Coughlin knew people wanted the Giants to help their defense, which was among the worst in the league in a season that saw them go 9-7 and miss the playoffs.
However, the Giants didn’t waver in their draft philosophy.
“The history of this organization is to take the best player on the board and that’s what we did,” Coughlin said.
Pugh was waiting at home for a telephone call, which came around 10:15 p.m.
“It was surreal,” Pugh said. “It was a dream of mine since I was a little kid playing tackle football in my backyard. I got the phone call with four minutes on the clock and I saw that ‘201’ number and I knew who it was. I turned the TV down and I got a big smile on my face. It was crazy.
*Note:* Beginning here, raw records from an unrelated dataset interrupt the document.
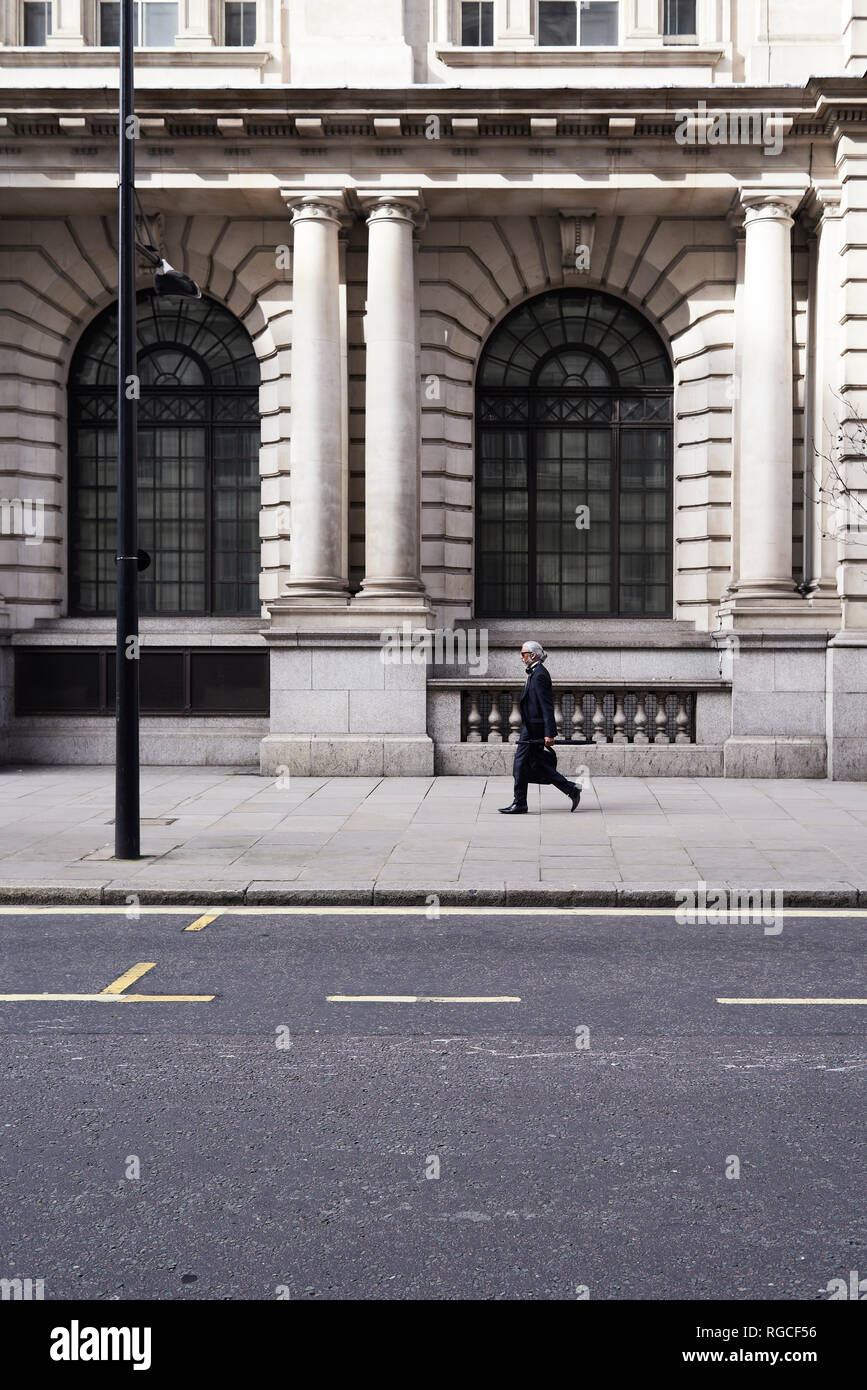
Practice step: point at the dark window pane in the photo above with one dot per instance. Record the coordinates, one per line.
(241, 24)
(477, 24)
(191, 469)
(552, 527)
(229, 681)
(599, 21)
(52, 681)
(557, 22)
(36, 24)
(680, 18)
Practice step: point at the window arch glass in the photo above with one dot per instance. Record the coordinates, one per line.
(573, 498)
(197, 460)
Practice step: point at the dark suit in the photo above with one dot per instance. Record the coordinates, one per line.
(537, 722)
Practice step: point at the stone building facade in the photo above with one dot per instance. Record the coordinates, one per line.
(520, 319)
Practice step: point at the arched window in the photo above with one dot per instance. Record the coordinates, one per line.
(574, 462)
(197, 451)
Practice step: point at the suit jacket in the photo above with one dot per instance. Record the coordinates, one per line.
(538, 704)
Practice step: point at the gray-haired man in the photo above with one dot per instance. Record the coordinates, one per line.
(537, 724)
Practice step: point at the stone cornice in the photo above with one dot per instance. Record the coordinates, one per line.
(667, 56)
(392, 118)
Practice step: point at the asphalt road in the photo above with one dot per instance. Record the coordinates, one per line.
(286, 1144)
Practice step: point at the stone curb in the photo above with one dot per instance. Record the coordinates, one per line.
(603, 895)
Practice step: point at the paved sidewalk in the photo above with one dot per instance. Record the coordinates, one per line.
(216, 836)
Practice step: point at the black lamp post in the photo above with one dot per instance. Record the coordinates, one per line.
(129, 559)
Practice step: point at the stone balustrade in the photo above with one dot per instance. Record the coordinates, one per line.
(610, 713)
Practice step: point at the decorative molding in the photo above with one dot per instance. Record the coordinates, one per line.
(677, 56)
(92, 57)
(577, 232)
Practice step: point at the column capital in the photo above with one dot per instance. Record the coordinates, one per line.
(762, 203)
(391, 205)
(827, 196)
(309, 205)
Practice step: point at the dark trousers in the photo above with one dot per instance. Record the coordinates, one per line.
(521, 772)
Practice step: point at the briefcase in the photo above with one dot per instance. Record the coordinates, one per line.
(542, 762)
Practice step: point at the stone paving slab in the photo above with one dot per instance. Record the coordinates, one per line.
(395, 841)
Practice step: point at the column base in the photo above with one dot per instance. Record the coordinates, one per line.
(753, 612)
(400, 591)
Then coach Coughlin said: ‘Welcome to the New York Giants.’ It was amazing.”
A three-time All Big East selection, Pugh skipped his final year of eligibility to enter the NFL draft. He missed the first four games last season recovering from shoulder surgery, but Reese said the shoulder was examined and it is not an issue.
Coughlin said Pugh will be given a chance to compete for a starting job at right tackle with Diehl.
“I’m sure that competitively he will have that opportunity,” Coughlin said. ” If he wins the job, then he would be the starter.”
Pugh, who didn’t have a private workout with the Giants, was confident.
“I think I can come in and compete,” Pugh said. “I am confident in my abilities to come in and start, but also at the same time whatever the coaches want me to do I’ll being willing to do and take on that role happily.”
Marc Ross, the team’s director of college scouting, said Pugh put on an impressive performance in the Senior Bowl.
“He played a bunch of different positions at practice and during the game,” Ross said. “And then his intelligence, he had one of the higher test scores this year. Just talking to him, communicating with him at the combine, it will be an easy transition for him.”